David Sobelsohn, an advisory neighborhood commissioner from Southwest Washington, said Obama needed to "take the gloves off" to neutralize Palin, who has cut into the nominees support among white women.
"He needs to have the prominent women in the Democratic party attack Sarah Palin," Sobelsohn said, specifically mentioning Sen. Hillary Rodham Clinton (N.Y.) and House Speaker Nancy Pelosi (Calif.).
The midday march was sponsored by Diversity4Obama, a grass-roots group designed to show the breadth of support for the Democratic nominee. It began at Freedom Plaza before heading down 14th Street to Constitution Avenue, where passing motorists signaled their support with a volley of horns. Marchers chanted "No more lies!" and "Yes, we can!"
Organizers said their permit allowed for 5,000. But no more than a tenth of that turned out at the Lincoln Memorial for reggae music, speakers and a voter registration drive on the warm, late-summer afternoon.
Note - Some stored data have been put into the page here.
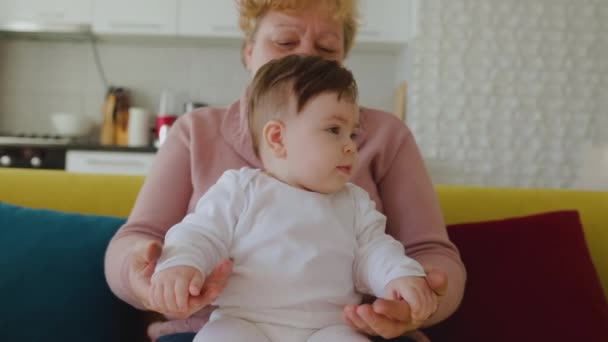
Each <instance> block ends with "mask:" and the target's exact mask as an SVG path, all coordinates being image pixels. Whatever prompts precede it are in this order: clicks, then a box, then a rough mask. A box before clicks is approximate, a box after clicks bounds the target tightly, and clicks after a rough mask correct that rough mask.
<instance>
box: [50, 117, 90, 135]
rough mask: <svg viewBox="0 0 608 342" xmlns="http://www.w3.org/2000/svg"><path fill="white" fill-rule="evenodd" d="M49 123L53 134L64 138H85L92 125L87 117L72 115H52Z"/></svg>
mask: <svg viewBox="0 0 608 342" xmlns="http://www.w3.org/2000/svg"><path fill="white" fill-rule="evenodd" d="M51 122H52V123H53V127H54V128H55V132H57V134H59V135H61V136H66V137H80V136H85V135H87V134H88V133H89V131H90V130H91V127H92V125H93V121H92V120H91V119H90V118H89V117H87V116H85V115H78V114H73V113H52V114H51Z"/></svg>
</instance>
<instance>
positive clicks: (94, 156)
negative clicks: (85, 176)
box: [65, 150, 155, 176]
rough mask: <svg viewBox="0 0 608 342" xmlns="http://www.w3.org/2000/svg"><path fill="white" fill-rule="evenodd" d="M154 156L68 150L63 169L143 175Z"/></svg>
mask: <svg viewBox="0 0 608 342" xmlns="http://www.w3.org/2000/svg"><path fill="white" fill-rule="evenodd" d="M154 156H155V154H154V153H143V152H108V151H76V150H70V151H68V152H67V153H66V157H65V158H66V161H65V169H66V171H68V172H78V173H97V174H120V175H142V176H145V175H147V174H148V172H149V171H150V169H151V168H152V163H153V162H154Z"/></svg>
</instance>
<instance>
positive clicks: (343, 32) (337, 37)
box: [243, 9, 344, 76]
mask: <svg viewBox="0 0 608 342" xmlns="http://www.w3.org/2000/svg"><path fill="white" fill-rule="evenodd" d="M243 54H244V55H243V57H244V61H245V66H246V67H247V70H249V72H250V73H251V75H252V76H253V75H255V73H256V71H257V70H258V69H259V68H260V67H261V66H262V65H264V64H266V63H267V62H269V61H271V60H274V59H279V58H281V57H284V56H287V55H294V54H301V55H316V56H320V57H323V58H325V59H329V60H336V61H340V62H342V60H343V59H344V32H343V29H342V24H341V23H339V22H337V21H335V20H333V19H332V18H331V17H330V16H329V15H328V13H326V12H325V11H323V10H321V9H310V10H305V11H301V12H298V13H297V14H286V13H282V12H276V11H270V12H268V13H267V14H266V15H264V16H263V17H262V18H261V20H260V21H259V23H258V28H257V32H256V33H255V35H254V36H253V38H252V39H251V41H248V42H247V43H246V44H245V47H244V51H243Z"/></svg>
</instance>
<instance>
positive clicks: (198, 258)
mask: <svg viewBox="0 0 608 342" xmlns="http://www.w3.org/2000/svg"><path fill="white" fill-rule="evenodd" d="M238 172H239V171H227V172H225V173H224V174H223V175H222V177H220V179H219V180H218V181H217V183H216V184H215V185H213V186H211V187H210V188H209V191H207V193H205V195H204V196H203V197H201V199H200V200H199V201H198V203H197V205H196V209H195V210H194V212H193V213H191V214H188V215H187V216H186V217H185V218H184V219H183V220H182V221H181V222H179V223H177V224H176V225H174V226H173V227H171V229H169V231H168V232H167V235H166V236H165V244H164V247H163V253H162V255H161V257H160V259H159V261H158V264H157V266H156V272H159V271H161V270H164V269H167V268H169V267H173V266H192V267H195V268H197V269H198V270H199V271H201V273H202V274H203V275H204V276H206V275H207V274H208V273H209V272H211V270H212V269H213V267H214V266H215V265H217V264H218V263H219V262H220V261H222V260H224V259H227V258H228V257H229V250H230V245H231V242H232V239H233V235H234V227H235V226H236V224H237V221H238V217H239V214H240V212H241V210H242V208H243V206H244V202H245V196H244V195H243V191H242V187H241V186H240V184H239V177H238Z"/></svg>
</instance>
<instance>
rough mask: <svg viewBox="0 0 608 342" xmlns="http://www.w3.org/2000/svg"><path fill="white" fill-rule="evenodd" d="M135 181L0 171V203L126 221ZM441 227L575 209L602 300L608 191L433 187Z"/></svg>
mask: <svg viewBox="0 0 608 342" xmlns="http://www.w3.org/2000/svg"><path fill="white" fill-rule="evenodd" d="M143 180H144V179H143V177H141V176H115V175H92V174H76V173H67V172H63V171H47V170H25V169H0V201H3V202H7V203H12V204H17V205H23V206H27V207H32V208H46V209H53V210H61V211H67V212H76V213H83V214H97V215H108V216H117V217H126V216H128V214H129V212H130V210H131V207H132V205H133V202H134V201H135V199H136V197H137V194H138V191H139V189H140V187H141V185H142V184H143ZM436 191H437V195H438V198H439V201H440V203H441V207H442V211H443V215H444V218H445V220H446V223H447V224H456V223H466V222H476V221H485V220H492V219H501V218H508V217H514V216H524V215H529V214H534V213H539V212H545V211H551V210H568V209H574V210H577V211H578V212H579V214H580V217H581V221H582V223H583V226H584V230H585V239H586V241H587V245H588V247H589V250H590V253H591V257H592V260H593V262H594V265H595V267H596V269H597V271H598V274H599V276H600V279H601V281H602V284H603V288H604V293H606V295H607V296H608V248H605V246H606V245H608V192H591V191H574V190H550V189H510V188H489V187H470V186H446V185H438V186H437V187H436Z"/></svg>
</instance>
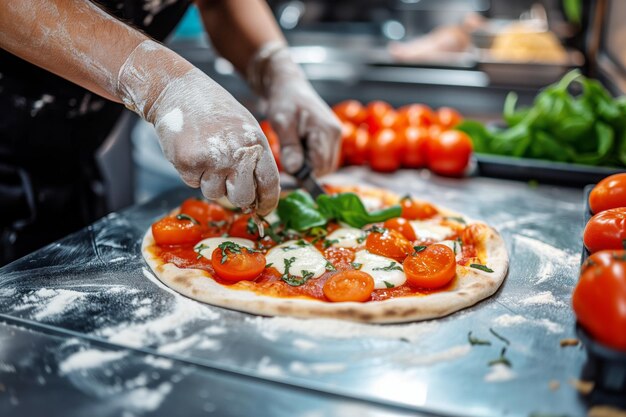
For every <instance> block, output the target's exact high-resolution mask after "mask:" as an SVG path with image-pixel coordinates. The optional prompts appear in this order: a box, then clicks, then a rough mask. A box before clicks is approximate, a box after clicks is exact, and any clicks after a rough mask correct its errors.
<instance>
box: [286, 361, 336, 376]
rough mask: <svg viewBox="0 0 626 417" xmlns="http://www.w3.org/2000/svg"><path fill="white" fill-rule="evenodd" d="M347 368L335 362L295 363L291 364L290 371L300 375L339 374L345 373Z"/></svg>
mask: <svg viewBox="0 0 626 417" xmlns="http://www.w3.org/2000/svg"><path fill="white" fill-rule="evenodd" d="M346 368H347V366H346V364H344V363H333V362H327V363H312V364H307V363H304V362H300V361H293V362H291V364H289V370H290V371H291V372H293V373H294V374H298V375H311V374H317V375H320V374H330V373H339V372H343V371H345V370H346Z"/></svg>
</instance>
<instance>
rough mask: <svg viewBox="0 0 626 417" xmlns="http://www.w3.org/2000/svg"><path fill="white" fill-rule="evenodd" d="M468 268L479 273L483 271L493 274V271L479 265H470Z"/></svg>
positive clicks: (484, 266)
mask: <svg viewBox="0 0 626 417" xmlns="http://www.w3.org/2000/svg"><path fill="white" fill-rule="evenodd" d="M470 268H474V269H480V270H481V271H485V272H493V269H491V268H489V267H488V266H486V265H481V264H470Z"/></svg>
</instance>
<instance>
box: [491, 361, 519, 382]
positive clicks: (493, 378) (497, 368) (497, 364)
mask: <svg viewBox="0 0 626 417" xmlns="http://www.w3.org/2000/svg"><path fill="white" fill-rule="evenodd" d="M489 369H490V372H489V373H488V374H486V375H485V378H484V380H485V382H504V381H510V380H512V379H515V377H516V376H517V375H516V374H515V372H513V371H512V370H511V368H509V367H508V366H506V365H503V364H501V363H497V364H495V365H493V366H491V367H490V368H489Z"/></svg>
Many dispersed into the shade of the trees along the Reflecting Pool rather than use the chairs directly in front of the stage.
Those at the microphone had Palin on the brain as well.
"You've got 50-50 odds of a pit bull knowing anything about foreign policy," said emcee Aaron Cunningham, a local Obama organizer, referring to Palin's acceptance-speech joke about lipstick as the only thing separating a hockey mom from a pit bull.
Edward, 35, who declined to give his last name for fear it would damage his medical practice, said Obama and Palin are historic figures. But he also believed that Palin was a phenomenon destined to fade.
"The more she's exposed, the less she'll shine," said Edward, who vowed that if McCain and Palin won, he and his friends would move to Canada.
"A lot of people left after 2004," he said. If McCain and Palin win, "we're all leaving."